Évora, la vecina más bella a tan sólo cien kilómetros de la frontera con Portugal

  • La belleza de su arquitectura en la que se entrelazan estilos de diferentes épocas condicionan nuestra forma entender esta ciudad.
Una de las joyas de Portugal.
Una de las joyas de Portugal.
Pixabay
Una de las joyas de Portugal.
A Évora hay que llegar al amanecer, cuando el sol comienza a calentar e iluminar sus murallas. / Pixabay

A pesar de que nuestro país se encuentra en un extremo del continente europeo, sin embargo, su situación es privilegiada. 14 kilómetros al sur de Tarifa, Marruecos nos muestra un mundo tan alejado culturalmente como extraordinario para descubrir. Cruzando los Pirineos, se despliega un paisaje de una belleza tan sutil como relajante para el viajero. Si por el contrario perseguimos el camino que nos marca el sol, Portugal se nos muestra, bella, sencilla, amable y cautivadora, es una especie de espejo mágico que refleja y nos hace entender como éramos hace unas décadas y Évora es una joya dentro de sus murallas, a sólo cien km de la frontera.

A Évora hay que llegar al amanecer, cuando el sol comienza a calentar e iluminar sus murallas, para pintarnos un cuadro de colores terrosos, blancos y rojizos de una belleza indescriptible. O bien, cuando este ya se ha puesto y las luces artificiales iluminan su contorno. Évora es un estado de ánimo, escribía Saramago, y es que la tranquilidad de sus callejuelas; la belleza de su arquitectura en la que se entrelazan estilos de diferentes épocas; la espiritualidad de sus iglesias y la profundidad de su historia; condicionan nuestra forma entender y admirar esta ciudad Patrimonio de la Humanidad.

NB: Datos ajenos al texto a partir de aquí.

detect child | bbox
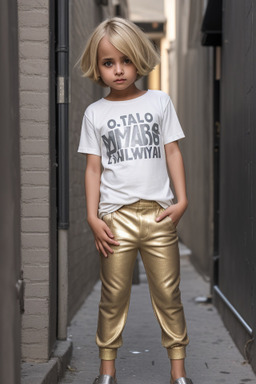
[78,17,193,384]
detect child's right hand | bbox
[87,216,120,258]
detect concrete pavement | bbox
[59,244,256,384]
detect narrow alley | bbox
[2,1,256,383]
[59,245,256,384]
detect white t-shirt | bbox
[78,90,185,218]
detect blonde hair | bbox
[80,17,160,87]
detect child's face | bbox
[97,36,137,91]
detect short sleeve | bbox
[162,98,185,144]
[77,113,101,156]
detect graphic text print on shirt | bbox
[101,112,162,164]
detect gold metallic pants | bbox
[97,200,189,361]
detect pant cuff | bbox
[99,348,117,360]
[167,346,186,360]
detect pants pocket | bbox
[158,207,176,230]
[102,212,113,229]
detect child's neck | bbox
[105,85,146,101]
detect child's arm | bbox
[85,154,120,257]
[156,141,188,226]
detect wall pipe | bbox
[56,0,69,229]
[56,0,69,340]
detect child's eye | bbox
[124,58,132,64]
[103,61,112,67]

Partiendo de la Plaza de Giraldo, la gran Plaza Mayor, amplia y diáfana, circundada por arcadas encaladas de un blanco brillante, y bella, cuya gran fuente central la convierte en el alma gemela de cualquier plaza barroca italiana. En cualquiera de sus terrazas disfrute de un ‘pindado’, el extraordinario café portugués y algún bollo para empezar la jornada. La iglesia de San Francisco de estilo mudéjar, alberga la popular y tétrica capilla de las calaveras. Miles de calaveras a la vista que nos recuerdan lo efímero, temporal y pasajero de la vida y su rápido discurrir por este mundo.

Como decía Saramago, la catedral de profunda gravedad abraza al visitante. Efectivamente no es de las más espectaculares, ni la más esbelta, ni la que se ha levantado a base de emplear más recursos arquitectónicos, pero su empatía con el viajero la convierte en un inexplicable amor a primera vista. El monumento más buscado en la ciudad es sin duda, el templo romano, que aún, dos mil años después, mantiene sus columnas de estilo corintio en pie. Mientras, a sus estrechas callejuelas se asoman fachadas de amarillo y blanco brillantes, y la vieja universidad que mantiene algunas de sus cátedras, se exhibe orgullosa como la más antigua.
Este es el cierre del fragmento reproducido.